The Romans then set about colonising the whole peninsula, both Spain and modern Portugal. This was to take 200 years to complete, and involved the Republic's two top generals, Julius Caesar and Pompey the Great, at various stages. It was a considerable undertaking, involving at its maximum seven Roman legions in the field at the same time.
The Romans bring Latin. Modern Portuguese is basically still Latin - optimised over the years for poetry and song.
Ângela Silva Rodrigo Leão "Carpe diem"
Ângela Silva sings composer Rodrigo Leão's "Carpe diem" (Seize the day) in Latin
This is a hymn to love made up of common Latin phrases. Though Latin is not widely understood now, Portuguese singers don't have much trouble with the pronunciation and phrasing.
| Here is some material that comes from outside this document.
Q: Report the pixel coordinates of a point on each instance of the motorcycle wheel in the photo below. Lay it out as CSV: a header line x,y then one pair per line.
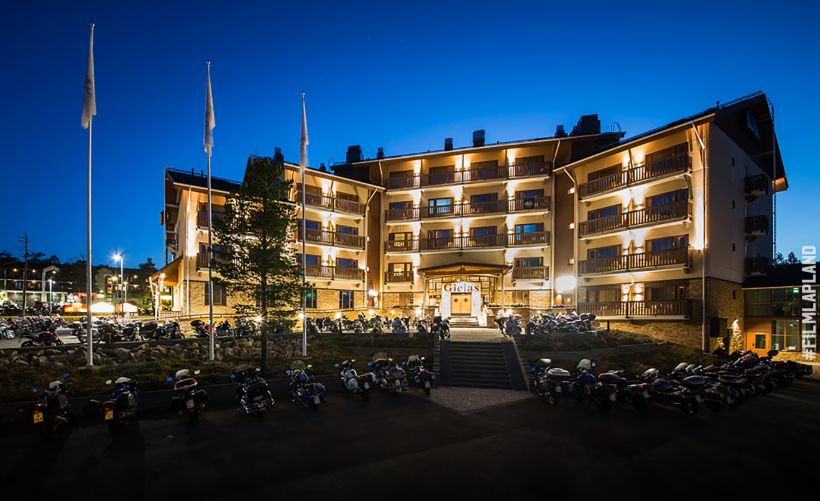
x,y
690,407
139 BC Death of Viriatus - resistance begins to fade
Viriatus (Viriato in Portuguese) is the Portuguese equivalent of Vercingetorix in France and Boudica or Caratacus in Britain. Resistance to the Romans was most intense in the upper Douro valley, on both the Portuguese and Spanish sides of the modern border.
Local hero Viriatus, hailing from somewhere in the Douro valley, is celebrated today in both countries. After numerous victories Viriatus was finally killed by treachery (like that other famous enemy of Rome, Arminius in Germany).